I am aware of the attitude among many Edutopians that motivating students through what they deem as "bribes," whether it be snacks, extra privileges, etc., robs them of their chance to develop intrinsic motivation.

I consider the use of video games of the type described in Finley's blog entry as a form of bribery to get students interested in literature. Too much emphasis is placed on student preferences, which from where I sit, leave a lot to be desired. Presumably, that's part of the reason why they are in school, so they can "up their game" (pardon the pun) and abandon the trappings of juvenilia, that is ... heralding art forms that are reflective of unsophisticated and unschooled tastes.
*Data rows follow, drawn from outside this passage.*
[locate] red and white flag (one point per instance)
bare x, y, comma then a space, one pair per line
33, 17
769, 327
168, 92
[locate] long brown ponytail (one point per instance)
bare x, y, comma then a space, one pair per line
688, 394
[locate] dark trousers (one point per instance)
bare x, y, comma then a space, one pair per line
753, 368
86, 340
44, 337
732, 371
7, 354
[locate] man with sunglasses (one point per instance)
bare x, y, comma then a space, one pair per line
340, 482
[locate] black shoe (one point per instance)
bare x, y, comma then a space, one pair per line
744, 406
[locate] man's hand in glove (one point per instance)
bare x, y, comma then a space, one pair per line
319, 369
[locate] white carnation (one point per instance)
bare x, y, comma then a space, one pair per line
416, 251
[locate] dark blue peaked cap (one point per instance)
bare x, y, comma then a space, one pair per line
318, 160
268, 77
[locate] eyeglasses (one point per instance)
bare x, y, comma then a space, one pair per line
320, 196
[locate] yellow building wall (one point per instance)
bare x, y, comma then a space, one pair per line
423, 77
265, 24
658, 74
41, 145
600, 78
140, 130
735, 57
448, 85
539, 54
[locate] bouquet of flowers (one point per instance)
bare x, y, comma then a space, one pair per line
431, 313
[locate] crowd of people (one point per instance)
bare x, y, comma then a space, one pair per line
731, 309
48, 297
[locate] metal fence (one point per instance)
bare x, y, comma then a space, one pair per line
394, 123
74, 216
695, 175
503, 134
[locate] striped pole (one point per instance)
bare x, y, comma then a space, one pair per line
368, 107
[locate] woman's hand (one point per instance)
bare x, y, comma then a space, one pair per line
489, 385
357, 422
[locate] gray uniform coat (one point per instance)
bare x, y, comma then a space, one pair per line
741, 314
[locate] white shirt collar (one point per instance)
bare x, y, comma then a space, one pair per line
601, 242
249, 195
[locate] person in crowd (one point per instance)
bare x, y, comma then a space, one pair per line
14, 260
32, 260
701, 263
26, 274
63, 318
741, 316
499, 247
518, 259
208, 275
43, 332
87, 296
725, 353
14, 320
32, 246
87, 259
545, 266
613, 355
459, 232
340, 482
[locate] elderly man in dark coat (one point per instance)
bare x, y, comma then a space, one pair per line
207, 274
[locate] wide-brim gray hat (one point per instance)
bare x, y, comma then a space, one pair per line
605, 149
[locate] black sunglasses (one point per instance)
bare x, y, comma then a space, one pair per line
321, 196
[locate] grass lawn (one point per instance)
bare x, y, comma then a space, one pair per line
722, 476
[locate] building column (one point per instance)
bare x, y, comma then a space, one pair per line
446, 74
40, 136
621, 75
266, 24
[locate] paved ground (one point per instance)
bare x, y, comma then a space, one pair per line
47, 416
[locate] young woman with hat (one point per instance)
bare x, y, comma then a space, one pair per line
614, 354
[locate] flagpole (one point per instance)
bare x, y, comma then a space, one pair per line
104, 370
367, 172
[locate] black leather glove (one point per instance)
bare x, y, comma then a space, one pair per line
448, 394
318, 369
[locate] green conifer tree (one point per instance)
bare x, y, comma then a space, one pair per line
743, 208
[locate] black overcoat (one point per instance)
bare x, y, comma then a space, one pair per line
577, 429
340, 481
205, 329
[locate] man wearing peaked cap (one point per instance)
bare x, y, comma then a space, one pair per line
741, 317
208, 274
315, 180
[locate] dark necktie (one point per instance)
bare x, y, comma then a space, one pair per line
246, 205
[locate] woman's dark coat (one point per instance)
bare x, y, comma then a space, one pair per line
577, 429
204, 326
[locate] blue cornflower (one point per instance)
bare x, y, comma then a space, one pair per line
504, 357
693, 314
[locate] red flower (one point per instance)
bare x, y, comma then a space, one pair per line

Try to convince a middle school female that One Direction's music is palatable fluff and little more compared to earlier forms of pop music written by Cole Porter or the Beatles. Eventually, you have to compartmentalize those youthful preoccupations and embrace more intellectually advanced and mature forms. Imagine making that giant developmental leap from Please Please Me to Strawberry Fields Forever. That's essential to proper cognitive development.

I've observed WoW in use and was once invited to participate. I am 52 years old, not 12, so I consider this type of entertainment as beneath me. I see video games purely as entertainment for kids with limits attached, of course. You wouldn't let your kid eat ice cream for breakfast, lunch, or dinner, would you?

The fact that too many adults are rabid gamers is yet another aspect of our culture that makes me shudder. I have yet to understand this fascination with clinging to one's youth. Despite its troubles, adulthood is at least liberating as you acquire far more control over your destiny. Your array of choices are almost infinite. You can't say that when you are a kid.

The fact that these adult gamers are also teachers bringing this stuff into the classroom stretches my ability to be tolerant. I have no problem with message boards or websites like Funbrain that feature educational games. But WoW was not created for use in a classroom. It's popular among kids and therefore, in my estimation, seems like a means to bribe kids into participating in a classroom activity.

I wonder how many of the gaming advocates actually think about the lives of these students after they graduate and move into a real adult existence. These proto-adults been conditioned to expect reality to operate like a video game. I know that people have confused TV "reality" with real life (I saw The Cable Guy, too). I laugh at people who contend with all sincerity that "reality TV" is unscripted warts-and-all reality. The failure to sharply discern between fantasy and reality is a huge problem that I note in my interactions with kids. They've formed these massive mental gray areas that have no boundaries or limits. The reason for this is that segments of society have moved away from absolutism because it can be judgmental or prejudicial. To then expect boundaries and limits to be imposed on the typical 18-25 brain could provoke a complete meltdown because they believe that it is THEIR world and the rest of us serve as supporting players.

Introducing a videogame like WoW is not an example of setting high expectations in the classroom. It seems to me as little more than an expression of desperation on the part of a kind of teacher whose "bag of tricks" has become unfortunately depleted.

However, I am willing to be persuaded to believe otherwise if a state standard could be cited that supports the introduction of consumer-grade video games as instructional enhancement.